A short pause. “I don’t want to be anywhere near your mother,” he says. The truth comes out. He and my mother got divorced 20 years ago. Grow up.
My husband’s parents generously offer to pay for half of our wedding, and my side of the family agrees to pay for the other half. My father commits to $3,000, and asks if he can give it to us in installments until the wedding. He initially transfers $500 into my bank account, and we never see the rest. The day of our wedding, instead of giving us the balance, he gives us a $500 check. It bounces.

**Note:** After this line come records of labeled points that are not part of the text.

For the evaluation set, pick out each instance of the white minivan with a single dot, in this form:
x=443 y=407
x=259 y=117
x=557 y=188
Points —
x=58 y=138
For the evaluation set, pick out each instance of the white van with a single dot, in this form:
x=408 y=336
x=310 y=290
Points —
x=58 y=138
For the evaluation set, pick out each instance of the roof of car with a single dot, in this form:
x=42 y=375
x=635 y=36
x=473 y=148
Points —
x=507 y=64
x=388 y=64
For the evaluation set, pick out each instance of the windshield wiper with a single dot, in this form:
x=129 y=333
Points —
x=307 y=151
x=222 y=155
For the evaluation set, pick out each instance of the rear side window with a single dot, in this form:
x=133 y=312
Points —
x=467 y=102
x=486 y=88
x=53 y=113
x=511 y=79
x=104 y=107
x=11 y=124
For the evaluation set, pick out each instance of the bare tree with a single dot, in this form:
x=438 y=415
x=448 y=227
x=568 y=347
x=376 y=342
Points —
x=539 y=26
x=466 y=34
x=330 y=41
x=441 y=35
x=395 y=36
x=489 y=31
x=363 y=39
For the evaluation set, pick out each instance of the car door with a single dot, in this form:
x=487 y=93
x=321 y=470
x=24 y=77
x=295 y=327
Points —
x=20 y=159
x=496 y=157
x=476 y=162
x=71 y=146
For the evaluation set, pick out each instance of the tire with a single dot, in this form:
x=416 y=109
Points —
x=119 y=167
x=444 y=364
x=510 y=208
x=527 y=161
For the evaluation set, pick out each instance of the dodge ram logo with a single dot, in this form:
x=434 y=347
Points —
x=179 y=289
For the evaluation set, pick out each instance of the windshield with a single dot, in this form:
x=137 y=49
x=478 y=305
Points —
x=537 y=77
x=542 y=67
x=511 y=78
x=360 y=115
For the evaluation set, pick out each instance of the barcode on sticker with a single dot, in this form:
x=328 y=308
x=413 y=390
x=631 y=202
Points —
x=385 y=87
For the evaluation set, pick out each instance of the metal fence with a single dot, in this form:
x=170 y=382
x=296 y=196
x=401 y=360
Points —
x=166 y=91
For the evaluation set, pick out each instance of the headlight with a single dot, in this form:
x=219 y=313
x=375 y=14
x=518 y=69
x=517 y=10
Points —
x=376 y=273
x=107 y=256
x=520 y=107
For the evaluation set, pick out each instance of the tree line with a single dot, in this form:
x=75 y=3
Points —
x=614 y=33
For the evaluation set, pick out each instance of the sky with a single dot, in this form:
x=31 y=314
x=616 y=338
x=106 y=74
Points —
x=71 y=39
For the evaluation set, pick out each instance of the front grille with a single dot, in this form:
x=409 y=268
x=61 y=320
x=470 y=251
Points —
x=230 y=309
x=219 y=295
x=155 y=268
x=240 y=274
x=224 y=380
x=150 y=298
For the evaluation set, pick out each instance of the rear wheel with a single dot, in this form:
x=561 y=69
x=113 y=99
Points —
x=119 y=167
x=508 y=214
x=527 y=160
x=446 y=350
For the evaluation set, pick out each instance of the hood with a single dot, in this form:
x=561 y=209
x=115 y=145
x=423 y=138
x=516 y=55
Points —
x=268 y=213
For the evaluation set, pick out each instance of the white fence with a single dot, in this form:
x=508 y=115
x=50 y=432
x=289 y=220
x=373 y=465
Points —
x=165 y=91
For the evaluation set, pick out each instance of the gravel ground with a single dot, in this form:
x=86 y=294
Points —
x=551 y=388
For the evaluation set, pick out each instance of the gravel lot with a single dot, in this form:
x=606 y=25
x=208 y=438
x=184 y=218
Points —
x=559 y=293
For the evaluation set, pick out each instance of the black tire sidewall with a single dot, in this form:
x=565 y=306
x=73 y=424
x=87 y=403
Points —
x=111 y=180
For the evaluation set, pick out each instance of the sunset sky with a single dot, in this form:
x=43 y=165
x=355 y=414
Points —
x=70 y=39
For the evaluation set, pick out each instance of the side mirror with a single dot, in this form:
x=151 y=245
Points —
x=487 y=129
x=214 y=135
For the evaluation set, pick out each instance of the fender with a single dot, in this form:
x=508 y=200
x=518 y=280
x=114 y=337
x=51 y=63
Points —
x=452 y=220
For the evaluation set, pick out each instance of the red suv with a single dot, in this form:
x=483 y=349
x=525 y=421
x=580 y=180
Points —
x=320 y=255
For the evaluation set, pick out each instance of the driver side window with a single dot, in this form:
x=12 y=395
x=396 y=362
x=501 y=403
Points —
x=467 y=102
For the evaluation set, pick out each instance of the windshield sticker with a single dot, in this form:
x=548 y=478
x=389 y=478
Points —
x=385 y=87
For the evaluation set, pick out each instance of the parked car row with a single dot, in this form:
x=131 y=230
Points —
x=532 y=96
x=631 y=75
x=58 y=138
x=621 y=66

My dad texts me last month to tell me he is having surgery. They found cancer cells in the lymph nodes in his abdomen.
I go to New York City over Labor Day weekend for my nephew’s bris. I am there for 36 hours, specifically for my sister-in-law’s planned festivities. As bad as I feel about being so pressed for time, I don’t feel bad enough to make it out to Queens to see my father, who is still recovering.
My dad and I barely speak anymore. Even though my mom constantly tried to convince me of his shortcomings, I came to know who he is. It was in spite of her. It’s not a parent’s job to tell a child the other parent is the bad guy. Moms and dads are responsible for being supportive and being around – for understanding what a child needs and for having her back. My mom and I have a great relationship now, and my dad and I have a cordial one. I call my mom a couple times a week to talk about my day and I visit her for holidays and vacations; when I’m thinking about my dad, I just shoot him a text.